L’eFootball mobile conquiert le Sénégal : de Dakar à la Coupe du monde
Sur leurs écrans de téléphone, des jeunes Sénégalais s’adonnent à des heures d’entraînement quotidien. eFootball, le célèbre jeu de football mobile développé par le studio japonais Konami, est devenu un véritable phénomène en Afrique de l’Ouest, et plus particulièrement au Sénégal, une nation où la passion pour le ballon rond est profondément ancrée. Plus accessible que ses homologues sur console, ce jeu mobile a désormais surpassé leur popularité. À Dakar, des équipes structurées aspirent à la professionnalisation et aux titres de champion, avec plusieurs joueurs se préparant activement pour les qualifications de la Coupe du monde eFootball.

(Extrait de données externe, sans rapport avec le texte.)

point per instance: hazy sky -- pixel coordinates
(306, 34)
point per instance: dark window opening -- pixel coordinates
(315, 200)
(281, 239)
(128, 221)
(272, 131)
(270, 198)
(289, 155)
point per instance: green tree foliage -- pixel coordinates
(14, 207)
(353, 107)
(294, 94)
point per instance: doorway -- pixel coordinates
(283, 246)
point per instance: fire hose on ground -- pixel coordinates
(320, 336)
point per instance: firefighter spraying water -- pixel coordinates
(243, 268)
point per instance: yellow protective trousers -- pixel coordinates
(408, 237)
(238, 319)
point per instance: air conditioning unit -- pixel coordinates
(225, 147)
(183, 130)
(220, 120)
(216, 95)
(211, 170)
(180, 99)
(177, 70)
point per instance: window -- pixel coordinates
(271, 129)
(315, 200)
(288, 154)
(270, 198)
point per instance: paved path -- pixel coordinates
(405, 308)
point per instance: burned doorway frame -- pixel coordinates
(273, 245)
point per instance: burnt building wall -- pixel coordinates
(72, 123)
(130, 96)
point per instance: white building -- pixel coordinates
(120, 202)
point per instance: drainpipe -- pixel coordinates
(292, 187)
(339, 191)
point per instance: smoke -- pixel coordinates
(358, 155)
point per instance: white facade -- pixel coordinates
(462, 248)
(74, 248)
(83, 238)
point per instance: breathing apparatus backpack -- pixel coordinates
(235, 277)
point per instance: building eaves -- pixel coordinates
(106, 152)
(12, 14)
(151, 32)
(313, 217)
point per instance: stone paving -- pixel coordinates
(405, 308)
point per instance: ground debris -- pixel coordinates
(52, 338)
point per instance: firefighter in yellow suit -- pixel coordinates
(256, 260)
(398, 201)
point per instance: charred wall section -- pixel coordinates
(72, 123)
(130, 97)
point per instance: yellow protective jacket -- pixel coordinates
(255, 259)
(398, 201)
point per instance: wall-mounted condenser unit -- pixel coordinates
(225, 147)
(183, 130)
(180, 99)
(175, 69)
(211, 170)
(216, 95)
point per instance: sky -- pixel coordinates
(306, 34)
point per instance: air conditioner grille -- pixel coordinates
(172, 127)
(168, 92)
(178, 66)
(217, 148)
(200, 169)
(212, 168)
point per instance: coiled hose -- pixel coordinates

Téléphone en main, les joueurs sont plongés dans une intense concentration. Dans quelques heures seulement, ils affronteront les qualifications pour la Coupe du monde eFootball, le jeu de football mobile le plus prisé mondialement, dont la finale est prévue en novembre à Riyad. Ibrahima Diop, plus connu sous le pseudonyme d’Ibzo, le sélectionneur de l’équipe nationale, dispense ses ultimes directives.
Ibzo a su s’entourer des meilleurs talents du pays. En mars dernier, son équipe a brillamment atteint la première place du classement africain, une première historique. Gratuit et facile d’accès, le jeu surpasse désormais la popularité des titres sur console. « C’est avant tout un plaisir, » confie Mohamed, alias Medzo, un jeune de 17 ans venu de Saint-Louis pour ces qualifications. « Il y a une vraie compétition, on se lance des défis. C’est simple à jouer, et on n’a pas besoin de téléphones onéreux. Alors que les consoles sont chères, un petit smartphone avec 3 Go de RAM suffit. Les joueurs sénégalais sont bons, nombreux et très impliqués. »
Le jeune Medzo aspire à une carrière professionnelle, un rêve partagé par Pape Mouhamed Saloum Sow, étudiant en droit : « Je souhaite franchir un cap et atteindre le plus haut niveau. Je pense que l’eFootball est devenu bien plus qu’un simple jeu. Avant, nous ne nous connaissions pas, mais maintenant, nous sommes comme une famille. »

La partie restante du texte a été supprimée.